New Forms to Simplify Reporting
The two new forms, BEN-2 and MGT-6, will be used by companies to update or change SBO details as well as the particulars of holding reporting companies. These latest forms are designed to simplify the reporting of changes in SBO details, a mechanism that was lacking earlier.
Key Features of the New Forms
- BEN-2: This form will be used for updating or changing SBO details.
- MGT-6: This form will be used for particulars of holding reporting companies and individual persons (in case of filling up details of beneficial owner).
Background and Rationale
The new forms come in response to the Registrar of Companies (RoC) cracking down on large corporations and private equity firms for non-compliance with SBO declarations. Several unlisted companies with foreign shareholding have been penalized by the RoCs for not identifying significant beneficial owners or failing to report SBO.

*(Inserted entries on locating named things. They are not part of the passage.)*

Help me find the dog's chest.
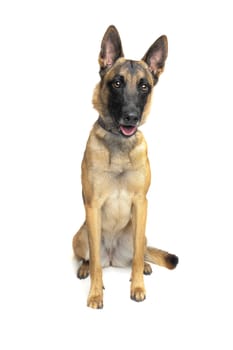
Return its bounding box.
[102,153,137,233]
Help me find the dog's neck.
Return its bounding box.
[97,116,118,135]
[96,116,138,153]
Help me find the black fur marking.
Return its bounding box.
[165,254,179,269]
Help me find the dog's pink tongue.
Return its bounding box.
[120,125,137,136]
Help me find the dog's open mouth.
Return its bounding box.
[120,125,137,136]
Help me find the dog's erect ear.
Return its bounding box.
[99,25,124,71]
[142,35,168,83]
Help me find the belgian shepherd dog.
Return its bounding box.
[73,26,178,308]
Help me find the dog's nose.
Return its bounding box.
[123,112,139,125]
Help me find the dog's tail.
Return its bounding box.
[144,247,179,270]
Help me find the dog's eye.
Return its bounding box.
[112,80,121,89]
[140,84,149,92]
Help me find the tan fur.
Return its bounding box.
[73,25,177,308]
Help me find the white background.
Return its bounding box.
[0,0,233,350]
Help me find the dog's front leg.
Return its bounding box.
[86,206,103,309]
[130,197,147,301]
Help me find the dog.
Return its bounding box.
[73,25,178,309]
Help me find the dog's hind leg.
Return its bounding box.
[144,247,179,270]
[73,223,89,279]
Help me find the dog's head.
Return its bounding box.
[93,26,168,137]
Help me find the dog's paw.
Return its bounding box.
[87,293,103,309]
[130,287,146,301]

Examples of Non-Compliance
- Microsoft-owned LinkedIn
- Leixir Resources
- Two Samsung units
Importance of Identifying Beneficial Ownership
Identifying beneficial ownership has become crucial for international tax transparency and the fight against tax evasion and other financial crimes. The rules state that whoever controls the end-entity – like its chief executive – should be considered as the SBO.
Expert Analysis
Experts believe that the introduction of these amendments will bolster governance and transparency by facilitating accurate reporting and updating of details related to beneficial owners. However, some experts have raised concerns about the new form MGT-6 mandatorily asking for details of individual persons in case of filling up details of beneficial owner, which may create confusion between beneficial owners and significant beneficial owners.
Conclusion
The Corporate Affairs Ministry’s move to introduce new forms for disclosing beneficial ownership details is a step towards enhancing corporate transparency and regulatory compliance. While some experts welcome the move, others have raised concerns about the potential complexity of the new forms. Ultimately, the success of this initiative will depend on its implementation and the clarity it brings to corporate ownership structures in India.